The recipe for the chicken called for a maple garlic black pepper rub that was bought from a farm stand. Try as I might, I couldn’t get my hands on this rub and it wasn’t available for mail order, so that left me with the option I often like to take anyway: Make It Myself. It was pretty easy, the name of the rub specified all of the ingredients so it was just a matter of sussing out ratios. I’m awfully glad I did it, because this stuff is beyond delicious on chicken and pork whether pan-fried, roasted, broiled, or grilled.
There’s something so perfect about the sweet and salty, peppery, garlicky rub. It delivers just enough of each of the components without being too much of any of its parts. Speaking of its parts, though, we need to talk maple sugar for a minute. It’s crucial here. Have you ever had maple sugar? Maple isn’t just for pancakes, friends. Maple sugar is pure maple sap that’s boiled down even further than maple syrup or maple taffy and to the point where almost all of the water is evaporated from it leaving a solid sugar. Since childhood, pressed maple sugar candies have been my favourite candy in the entire world. Ah, the beauty of having grown up in maple country…
Maple sugar dissolves on the tongue into maple syrup much in the way cotton candy dissolves on the tongue. If you haven’t had maple sugar or maple candy, I highly recommend you remedy that A.S.A.P. You will thank me.
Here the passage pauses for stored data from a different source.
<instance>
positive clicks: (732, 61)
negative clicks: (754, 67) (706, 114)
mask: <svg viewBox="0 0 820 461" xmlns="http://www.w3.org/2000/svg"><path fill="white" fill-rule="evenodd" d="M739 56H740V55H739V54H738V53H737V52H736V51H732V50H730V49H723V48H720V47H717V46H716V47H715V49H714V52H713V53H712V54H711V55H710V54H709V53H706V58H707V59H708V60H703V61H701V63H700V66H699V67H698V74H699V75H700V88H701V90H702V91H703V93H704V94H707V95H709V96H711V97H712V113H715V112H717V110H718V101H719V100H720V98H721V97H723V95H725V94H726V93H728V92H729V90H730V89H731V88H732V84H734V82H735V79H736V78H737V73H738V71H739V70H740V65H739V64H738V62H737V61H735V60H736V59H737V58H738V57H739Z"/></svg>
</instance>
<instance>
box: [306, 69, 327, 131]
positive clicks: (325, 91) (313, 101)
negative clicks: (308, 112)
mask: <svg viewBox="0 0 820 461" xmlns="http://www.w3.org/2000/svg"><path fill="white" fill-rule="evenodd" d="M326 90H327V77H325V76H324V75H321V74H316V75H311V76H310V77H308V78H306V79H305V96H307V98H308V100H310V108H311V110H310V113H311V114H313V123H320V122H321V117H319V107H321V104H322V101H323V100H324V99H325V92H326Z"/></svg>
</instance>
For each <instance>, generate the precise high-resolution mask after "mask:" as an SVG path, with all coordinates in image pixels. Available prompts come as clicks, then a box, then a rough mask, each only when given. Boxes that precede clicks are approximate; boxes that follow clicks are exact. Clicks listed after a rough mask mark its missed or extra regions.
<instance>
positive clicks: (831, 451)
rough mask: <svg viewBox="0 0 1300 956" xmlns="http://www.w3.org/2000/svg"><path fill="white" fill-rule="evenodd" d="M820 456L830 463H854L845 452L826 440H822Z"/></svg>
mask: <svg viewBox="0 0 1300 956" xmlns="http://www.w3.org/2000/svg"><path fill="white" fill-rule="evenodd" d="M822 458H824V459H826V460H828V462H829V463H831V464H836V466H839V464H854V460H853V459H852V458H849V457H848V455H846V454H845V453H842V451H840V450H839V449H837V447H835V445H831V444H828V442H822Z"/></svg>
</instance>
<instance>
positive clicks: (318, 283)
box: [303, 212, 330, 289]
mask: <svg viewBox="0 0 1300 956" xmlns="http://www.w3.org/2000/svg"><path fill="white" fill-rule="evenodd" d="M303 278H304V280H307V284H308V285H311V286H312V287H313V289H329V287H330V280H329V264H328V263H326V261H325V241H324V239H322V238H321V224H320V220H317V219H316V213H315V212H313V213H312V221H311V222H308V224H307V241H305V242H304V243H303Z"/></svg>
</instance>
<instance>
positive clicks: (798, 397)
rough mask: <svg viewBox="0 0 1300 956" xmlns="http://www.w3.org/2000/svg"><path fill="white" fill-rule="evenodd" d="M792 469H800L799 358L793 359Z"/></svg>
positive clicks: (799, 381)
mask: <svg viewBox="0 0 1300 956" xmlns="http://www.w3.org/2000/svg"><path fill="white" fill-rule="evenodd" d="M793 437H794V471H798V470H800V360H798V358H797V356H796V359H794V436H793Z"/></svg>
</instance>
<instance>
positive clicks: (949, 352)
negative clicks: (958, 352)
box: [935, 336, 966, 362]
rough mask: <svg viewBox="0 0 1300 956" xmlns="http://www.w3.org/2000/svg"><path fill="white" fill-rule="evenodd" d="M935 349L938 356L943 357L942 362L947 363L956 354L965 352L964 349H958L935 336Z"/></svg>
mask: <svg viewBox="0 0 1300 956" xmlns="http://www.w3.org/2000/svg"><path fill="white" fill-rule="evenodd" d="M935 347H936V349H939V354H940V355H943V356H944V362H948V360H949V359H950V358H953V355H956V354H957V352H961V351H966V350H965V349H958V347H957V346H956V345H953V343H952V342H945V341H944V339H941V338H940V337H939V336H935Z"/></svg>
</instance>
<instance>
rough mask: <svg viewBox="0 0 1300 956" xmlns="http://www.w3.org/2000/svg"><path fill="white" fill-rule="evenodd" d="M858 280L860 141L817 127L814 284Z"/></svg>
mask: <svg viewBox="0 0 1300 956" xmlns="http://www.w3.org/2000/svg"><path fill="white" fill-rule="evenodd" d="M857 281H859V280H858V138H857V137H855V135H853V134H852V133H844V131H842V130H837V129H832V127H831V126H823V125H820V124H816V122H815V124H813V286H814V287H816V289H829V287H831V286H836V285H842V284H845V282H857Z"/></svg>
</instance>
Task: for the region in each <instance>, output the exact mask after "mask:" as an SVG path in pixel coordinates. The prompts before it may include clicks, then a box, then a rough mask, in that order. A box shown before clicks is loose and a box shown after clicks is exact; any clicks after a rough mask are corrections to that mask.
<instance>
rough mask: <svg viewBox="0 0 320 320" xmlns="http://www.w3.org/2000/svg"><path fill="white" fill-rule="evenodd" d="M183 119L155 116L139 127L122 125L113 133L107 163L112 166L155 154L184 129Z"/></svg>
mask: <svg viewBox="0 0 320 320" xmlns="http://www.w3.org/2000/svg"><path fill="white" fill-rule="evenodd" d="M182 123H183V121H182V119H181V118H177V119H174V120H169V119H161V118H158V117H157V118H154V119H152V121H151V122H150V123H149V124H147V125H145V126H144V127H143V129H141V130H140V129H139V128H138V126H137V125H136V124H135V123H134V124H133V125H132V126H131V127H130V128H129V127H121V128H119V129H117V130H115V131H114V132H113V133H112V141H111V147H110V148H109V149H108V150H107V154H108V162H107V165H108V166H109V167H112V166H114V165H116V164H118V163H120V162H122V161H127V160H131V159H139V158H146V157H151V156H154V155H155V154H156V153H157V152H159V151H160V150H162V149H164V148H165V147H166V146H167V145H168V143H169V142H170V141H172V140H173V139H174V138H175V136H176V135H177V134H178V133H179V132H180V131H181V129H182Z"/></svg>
If you live in maple country, it’s pretty easy to lay your hands on maple sugar and maple syrup… just keep your eyes peeled for “maple products sold here” signs on the side of the road. If you don’t, my best friend forever Amazon.com can get you what you need. (Affiliate links below:)
…and if you should want to try maple candy, which is just pressed maple sugar (Psst. These make WONDERFUL and HEALTHY options to tuck into kids’ Easter baskets!) they have you covered, too!
- There really is no substitute for maple sugar here. It’s the distinctive maple flavour that helps boost this rub into the awesome category.
- For optimal flavour, keep this rub in a tightly lidded jar in a cool, dark place up to 6 months.
- Unless you have a very thin cutlet of meat you’re rubbing and cooking, you will not want to cook things rubbed with this over super high heat. The sugar content is such that it may scorch. It does very well as a rub for items to be braised, slow roasted, or grilled over indirect or low heat/coals.